Комендант еще в прошлом году собрал нас и через переводчика стал строгие наказы давать. Ежели кто немецкому солдату грубит - смерть. Ежели кто партизанам помогает - смерть. Ежели кто пленных красноармейцев прячет - смерть. Ежели кто разведчикам красным про немцев будет рассказывать - смерть. Ежели кто от своего дому дальше двухсот метров отойдет - смерть. Послушали мы - невеселое дело! Куда шаг ни ступи, везде - смерть. Нигде нам от немца жизни не видно… С зимы я каждое утро на задворки выходил, глядел на Выдрино - ежели над крышами у дочек дым поднимается - значит живы они. И они тоже на нашу трубу посматривали… Вроде как беспроволочный телеграф получался.

- Вот они, немцы, культурными считались. А культура у них какая-то неладная. Осядут в избе и все зябнут. Велят круглые сутки печку топить. И жаришь до тех пор, пока пожар не случится.
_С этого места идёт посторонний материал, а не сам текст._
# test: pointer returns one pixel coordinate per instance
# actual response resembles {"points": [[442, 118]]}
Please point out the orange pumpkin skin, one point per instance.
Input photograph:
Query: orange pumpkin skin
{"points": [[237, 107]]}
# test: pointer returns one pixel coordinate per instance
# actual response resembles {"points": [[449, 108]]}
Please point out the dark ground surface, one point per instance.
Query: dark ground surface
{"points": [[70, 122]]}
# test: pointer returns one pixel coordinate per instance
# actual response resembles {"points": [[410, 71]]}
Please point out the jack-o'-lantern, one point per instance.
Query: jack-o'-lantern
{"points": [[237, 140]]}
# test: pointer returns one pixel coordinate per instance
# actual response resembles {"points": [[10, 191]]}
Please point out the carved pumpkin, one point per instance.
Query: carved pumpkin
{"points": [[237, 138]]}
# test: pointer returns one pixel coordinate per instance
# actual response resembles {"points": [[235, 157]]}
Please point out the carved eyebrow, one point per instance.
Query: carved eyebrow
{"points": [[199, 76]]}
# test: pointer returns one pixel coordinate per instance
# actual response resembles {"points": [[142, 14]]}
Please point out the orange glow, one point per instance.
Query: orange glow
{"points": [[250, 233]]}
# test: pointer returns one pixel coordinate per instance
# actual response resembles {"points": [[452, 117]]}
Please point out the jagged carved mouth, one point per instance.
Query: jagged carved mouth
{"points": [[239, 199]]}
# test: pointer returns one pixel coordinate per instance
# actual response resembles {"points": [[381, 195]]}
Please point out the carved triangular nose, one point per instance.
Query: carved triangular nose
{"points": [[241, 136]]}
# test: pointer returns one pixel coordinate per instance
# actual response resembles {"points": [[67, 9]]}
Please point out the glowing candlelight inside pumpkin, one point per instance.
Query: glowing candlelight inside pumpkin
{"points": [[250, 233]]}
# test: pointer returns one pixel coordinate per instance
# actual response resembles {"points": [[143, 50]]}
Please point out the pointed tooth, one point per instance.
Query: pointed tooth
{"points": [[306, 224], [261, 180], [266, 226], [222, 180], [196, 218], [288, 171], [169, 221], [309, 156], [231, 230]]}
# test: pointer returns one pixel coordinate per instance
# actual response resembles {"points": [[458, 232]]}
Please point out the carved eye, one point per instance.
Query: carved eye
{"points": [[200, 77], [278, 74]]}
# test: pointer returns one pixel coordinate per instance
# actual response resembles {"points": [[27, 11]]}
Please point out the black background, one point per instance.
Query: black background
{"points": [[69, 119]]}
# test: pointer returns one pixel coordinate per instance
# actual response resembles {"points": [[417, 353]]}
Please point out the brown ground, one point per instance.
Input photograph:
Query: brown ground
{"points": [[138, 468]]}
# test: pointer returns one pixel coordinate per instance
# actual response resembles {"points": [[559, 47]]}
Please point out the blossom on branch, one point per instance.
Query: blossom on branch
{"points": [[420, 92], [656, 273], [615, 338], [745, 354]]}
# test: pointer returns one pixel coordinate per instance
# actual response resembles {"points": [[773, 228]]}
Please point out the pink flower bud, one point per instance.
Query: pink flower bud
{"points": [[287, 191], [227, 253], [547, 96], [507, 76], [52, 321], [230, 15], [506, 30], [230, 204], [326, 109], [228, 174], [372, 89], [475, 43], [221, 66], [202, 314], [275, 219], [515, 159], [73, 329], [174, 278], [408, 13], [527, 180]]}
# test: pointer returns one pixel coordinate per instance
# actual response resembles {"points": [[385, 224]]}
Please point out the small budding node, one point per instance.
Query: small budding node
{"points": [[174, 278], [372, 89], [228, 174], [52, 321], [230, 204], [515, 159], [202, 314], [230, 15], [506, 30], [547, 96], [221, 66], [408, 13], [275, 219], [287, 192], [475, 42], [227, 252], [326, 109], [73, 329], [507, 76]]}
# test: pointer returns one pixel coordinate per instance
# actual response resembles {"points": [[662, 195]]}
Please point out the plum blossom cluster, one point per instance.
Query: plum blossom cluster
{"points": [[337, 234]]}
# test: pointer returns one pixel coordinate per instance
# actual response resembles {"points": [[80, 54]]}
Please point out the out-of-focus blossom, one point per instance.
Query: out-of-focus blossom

Ты им говоришь - почто зря дрова изводить, лучше двери в сени закройте… Гневаются, того гляди тумака дадут - «молчи, матка!» и опять велят за дровами итти.

- А когда они, бесстыжие, при женщинах голиком раздеваются, в корыте плещутся, когда они за столом воздух портят, когда они под себя в избе ходят, - это культура по-ихнему называется?!

- Опять же на девок и молодух, как жеребцы стоялые, набрасываются… Каторжная ихняя культура, бесстыжая… Неужели они и у себя дома такие?

Председатель колхоза выходит из избы и медленно, раздельно ударяет шкворнем по висящей под обожженным деревом ржавой немецкой каске. Бригады отправляются на ток, на молотьбу.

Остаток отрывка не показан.